Working in a PMO can be a very challenging role. On one side you have the stakeholders making demands for information and explanations, on the other you have the project teams responsible for providing the data inputs. The stakeholders usually expect their requests to be serviced immediately. The project teams can be very difficult, not providing the information and making it difficult for the PMO to engage with them.

For example, a stakeholder demands an explanation why a milestone has been missed. The PMO tries to engage with the project team but they consistently refuse to provide an explanation. The PMO will find them self in the unpleasant position of being seen as ‘not delivering’ by one and ‘being a pain and getting in the way’ by the other.

It is no wonder that as the weeks and months go by that the morale of team members can become very low. Nobody wants to spend all their time in this position!

PMO Team Morale

Motivating your PMO
“High morale = high performing team”

Like with any team, morale is very important. When morale is low, it is difficult to meet deadlines, quality drops and staff absence increases. It also can result in many people not wanting to continue and to look for another role. This is very dangerous for the PMO as it means valuable resources could leave, deliverables are missed and people not enjoying their work.

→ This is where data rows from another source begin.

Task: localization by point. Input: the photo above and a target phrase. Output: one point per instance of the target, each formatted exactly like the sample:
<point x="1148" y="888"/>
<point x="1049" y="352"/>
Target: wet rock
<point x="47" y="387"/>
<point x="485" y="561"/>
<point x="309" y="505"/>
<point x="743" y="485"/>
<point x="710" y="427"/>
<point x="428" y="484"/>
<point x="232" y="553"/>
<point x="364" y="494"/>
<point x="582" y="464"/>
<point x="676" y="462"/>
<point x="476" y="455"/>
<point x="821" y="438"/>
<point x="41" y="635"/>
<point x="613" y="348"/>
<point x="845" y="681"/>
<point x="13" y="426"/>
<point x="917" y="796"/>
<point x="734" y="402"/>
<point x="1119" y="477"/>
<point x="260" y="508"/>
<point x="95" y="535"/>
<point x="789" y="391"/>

Fortunately there are a number of actions the PMO manager can take to motivate the PMO:

1. Support

Take time to get to know your PMO team members. Take an interest in them as individuals not just what they can deliver for the PMO. Let them know that they have your support and to come to you if they have questions or concerns. Getting to know the personalities of your team will mean you are more likely when they start behaving differently i.e. somebody who is normally outgoing soundly becomes withdrawn.

2. Regular Catch-up

Linked to Support, make sure that you spend time with your team, both in team meetings and on an individual basis. There are many times that a team member will not raise a concern in an open forum but will open up on a 1:1 basis. It is best to do this in a informal way such as over a coffee.

3. Team Events

Invest time and money in holding team events. Does not have to be extravagant, a night down the pub or a pizza / beers. This will allow the team to let off steam and to unload all the stresses. It is also good for creating bonds between the team members. It is a good idea for some of these events to take place when the PMO manager does not attend as the team will probably want to have a ‘moan’ about you from time to time.

4. Praise

Very powerful and so often overlooked. When team members do a good job let them know. Likewise when your boss or stakeholders compliment a certain deliverable, make sure that the stakeholders knows who is responsible and then let the PMO member know. There is nothing more encouraging than to get an e-mail telling you have done a good job or to be told in front of your peers.


Making time for your team to ensure they are OK, to know they are valued and that they have your full support will result in a happy, high performing team. It will also mean that they will be prepared to make the extra effort to achieve important deliverables.

A team will stand together through good times and bad making the journey far more enjoyable.  So make sure you make time to motivate your PMO.